Witnessing his announcement tonight with a happy smile would only make it harder later, when she might have to tell him why she had not warned him he was making one of the biggest mistakes of his life.
Annoyed that he could be so blind and so foolish, she pressed the wrinkles out of the gown’s skirts with a vengeance. She dressed slowly, still half hoping someone would call for her help. Babies usually picked the most inopportune times to enter the world. Why not tonight? Why not now?
She checked her appearance in the mirror, donned her outerwear, and pasted a smile on her face. When she opened the door to leave, Samuel rushed in past her and nearly knocked her off balance.

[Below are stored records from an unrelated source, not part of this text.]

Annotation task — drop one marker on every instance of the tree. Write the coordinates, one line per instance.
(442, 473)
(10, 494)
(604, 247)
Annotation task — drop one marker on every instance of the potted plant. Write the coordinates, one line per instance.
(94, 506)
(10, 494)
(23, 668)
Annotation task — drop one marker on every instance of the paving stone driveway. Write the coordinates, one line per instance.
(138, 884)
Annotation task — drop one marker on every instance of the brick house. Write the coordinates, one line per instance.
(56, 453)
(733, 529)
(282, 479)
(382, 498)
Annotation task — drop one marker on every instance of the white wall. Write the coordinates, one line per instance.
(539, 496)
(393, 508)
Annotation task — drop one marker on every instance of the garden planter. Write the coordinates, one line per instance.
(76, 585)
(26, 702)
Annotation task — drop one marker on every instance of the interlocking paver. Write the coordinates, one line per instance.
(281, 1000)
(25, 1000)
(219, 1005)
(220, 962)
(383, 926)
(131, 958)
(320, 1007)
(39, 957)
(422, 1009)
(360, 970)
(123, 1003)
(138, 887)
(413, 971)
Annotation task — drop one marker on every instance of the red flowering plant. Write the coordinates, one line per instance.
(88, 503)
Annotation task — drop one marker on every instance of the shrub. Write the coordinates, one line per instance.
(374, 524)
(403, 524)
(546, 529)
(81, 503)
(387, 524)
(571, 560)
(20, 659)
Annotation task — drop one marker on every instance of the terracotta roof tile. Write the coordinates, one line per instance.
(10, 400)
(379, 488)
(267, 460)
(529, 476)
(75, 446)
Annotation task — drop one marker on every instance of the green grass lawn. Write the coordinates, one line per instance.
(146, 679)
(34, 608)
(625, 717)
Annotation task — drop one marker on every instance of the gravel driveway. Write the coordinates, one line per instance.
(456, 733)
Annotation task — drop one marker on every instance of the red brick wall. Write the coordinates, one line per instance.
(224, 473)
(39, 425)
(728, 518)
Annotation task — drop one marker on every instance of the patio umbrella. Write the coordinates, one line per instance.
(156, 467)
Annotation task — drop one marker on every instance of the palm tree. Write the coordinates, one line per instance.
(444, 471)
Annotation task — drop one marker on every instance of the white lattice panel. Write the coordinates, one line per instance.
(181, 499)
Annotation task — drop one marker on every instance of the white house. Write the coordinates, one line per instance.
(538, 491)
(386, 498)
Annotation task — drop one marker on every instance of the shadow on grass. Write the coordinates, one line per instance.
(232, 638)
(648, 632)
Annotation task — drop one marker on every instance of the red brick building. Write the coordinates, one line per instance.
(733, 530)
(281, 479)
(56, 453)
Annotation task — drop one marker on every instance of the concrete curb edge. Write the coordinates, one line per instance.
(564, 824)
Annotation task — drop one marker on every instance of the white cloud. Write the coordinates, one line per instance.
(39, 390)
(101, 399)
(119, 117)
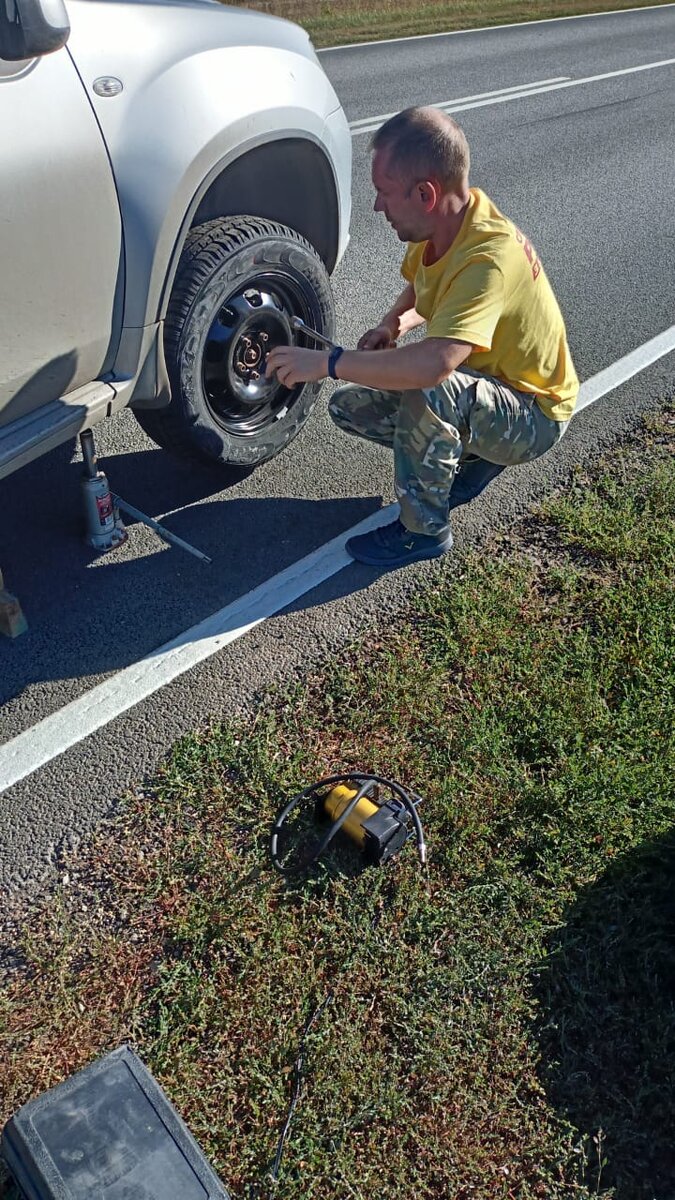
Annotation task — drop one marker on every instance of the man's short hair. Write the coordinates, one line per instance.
(425, 143)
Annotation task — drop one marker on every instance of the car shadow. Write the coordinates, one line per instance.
(607, 1030)
(91, 613)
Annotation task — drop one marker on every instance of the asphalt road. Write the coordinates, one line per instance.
(587, 171)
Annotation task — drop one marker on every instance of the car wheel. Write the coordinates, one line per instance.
(239, 282)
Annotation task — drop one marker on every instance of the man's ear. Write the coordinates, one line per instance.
(429, 192)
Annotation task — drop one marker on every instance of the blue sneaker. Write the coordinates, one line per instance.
(393, 545)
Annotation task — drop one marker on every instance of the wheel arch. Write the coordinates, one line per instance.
(290, 181)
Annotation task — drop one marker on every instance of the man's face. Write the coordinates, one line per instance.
(399, 199)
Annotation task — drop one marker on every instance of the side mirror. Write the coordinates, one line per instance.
(31, 28)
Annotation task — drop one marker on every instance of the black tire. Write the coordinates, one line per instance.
(238, 283)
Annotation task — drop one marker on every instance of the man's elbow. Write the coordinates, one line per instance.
(448, 359)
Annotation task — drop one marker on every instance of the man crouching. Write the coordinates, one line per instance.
(490, 385)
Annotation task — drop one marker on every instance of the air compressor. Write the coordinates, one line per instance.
(378, 815)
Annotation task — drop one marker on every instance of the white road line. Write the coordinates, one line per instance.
(461, 100)
(459, 106)
(73, 723)
(490, 29)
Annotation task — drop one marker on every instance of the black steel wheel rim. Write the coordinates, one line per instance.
(248, 325)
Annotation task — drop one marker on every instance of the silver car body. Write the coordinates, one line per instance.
(153, 118)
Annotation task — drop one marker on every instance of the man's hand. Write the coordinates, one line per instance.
(294, 365)
(378, 339)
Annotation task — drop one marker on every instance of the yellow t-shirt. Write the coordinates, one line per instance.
(490, 289)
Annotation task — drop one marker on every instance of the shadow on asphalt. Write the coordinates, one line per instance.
(608, 1023)
(90, 613)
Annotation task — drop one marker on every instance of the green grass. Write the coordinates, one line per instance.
(335, 22)
(503, 1029)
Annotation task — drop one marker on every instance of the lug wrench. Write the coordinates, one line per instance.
(299, 325)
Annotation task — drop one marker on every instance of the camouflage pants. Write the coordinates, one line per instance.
(434, 432)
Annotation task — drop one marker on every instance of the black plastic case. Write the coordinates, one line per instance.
(107, 1133)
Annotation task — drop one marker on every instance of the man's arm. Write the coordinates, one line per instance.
(422, 365)
(399, 321)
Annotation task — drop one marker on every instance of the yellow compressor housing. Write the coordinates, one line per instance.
(378, 827)
(376, 814)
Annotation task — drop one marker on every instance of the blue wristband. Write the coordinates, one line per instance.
(333, 359)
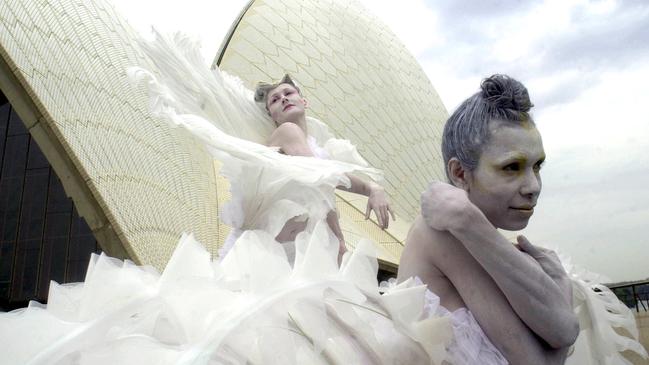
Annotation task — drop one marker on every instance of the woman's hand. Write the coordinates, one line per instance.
(549, 262)
(443, 206)
(377, 201)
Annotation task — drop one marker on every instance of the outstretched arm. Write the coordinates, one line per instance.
(291, 139)
(535, 295)
(377, 199)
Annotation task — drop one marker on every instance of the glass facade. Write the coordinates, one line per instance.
(42, 237)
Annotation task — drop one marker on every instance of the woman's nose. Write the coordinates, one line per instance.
(532, 184)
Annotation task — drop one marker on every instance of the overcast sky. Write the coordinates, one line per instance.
(586, 66)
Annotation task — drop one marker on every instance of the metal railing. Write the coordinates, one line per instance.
(634, 295)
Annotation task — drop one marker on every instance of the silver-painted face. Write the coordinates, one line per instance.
(507, 182)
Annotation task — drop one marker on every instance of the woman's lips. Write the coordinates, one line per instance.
(523, 210)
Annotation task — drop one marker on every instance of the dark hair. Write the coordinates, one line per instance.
(263, 88)
(501, 98)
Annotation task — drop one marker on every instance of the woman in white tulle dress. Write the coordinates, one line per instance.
(286, 106)
(257, 305)
(518, 297)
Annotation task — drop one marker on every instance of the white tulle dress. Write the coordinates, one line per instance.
(254, 305)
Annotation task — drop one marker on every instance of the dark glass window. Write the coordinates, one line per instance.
(42, 238)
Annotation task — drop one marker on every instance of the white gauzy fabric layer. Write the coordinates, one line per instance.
(200, 311)
(267, 188)
(602, 317)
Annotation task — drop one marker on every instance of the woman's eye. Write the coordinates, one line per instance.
(512, 167)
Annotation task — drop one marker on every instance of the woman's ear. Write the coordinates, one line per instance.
(458, 174)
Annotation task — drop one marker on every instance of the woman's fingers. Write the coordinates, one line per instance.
(526, 246)
(385, 217)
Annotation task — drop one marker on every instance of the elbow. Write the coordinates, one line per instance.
(569, 330)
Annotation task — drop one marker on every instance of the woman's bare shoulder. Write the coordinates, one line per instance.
(424, 251)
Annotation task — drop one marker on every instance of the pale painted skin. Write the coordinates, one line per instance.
(519, 294)
(288, 109)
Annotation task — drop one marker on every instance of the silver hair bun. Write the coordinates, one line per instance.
(504, 92)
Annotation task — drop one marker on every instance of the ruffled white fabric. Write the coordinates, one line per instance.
(200, 311)
(602, 319)
(470, 345)
(267, 188)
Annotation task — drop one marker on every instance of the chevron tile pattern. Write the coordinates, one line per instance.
(138, 183)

Panting, he held his side with one hand and his forehead with the other. Blood trickled between his fingers and down the bridge of his nose.
“Get your bag. Quick!” he ordered.
“Mercy, Samuel! What did you do to yourself?”
“I lost an argument with a tree branch. Don’t fuss with me,” he argued when she tried to pry his fingers away from the wound. “Will’s at my cabin. He’s bad off, far as I could tell. I didn’t want to move him. Get your bag of simples! You need to see him. Now.”
She handed him a clean cloth to press against his forehead and grabbed her bag. “What’s he doing back here? How did he get here?”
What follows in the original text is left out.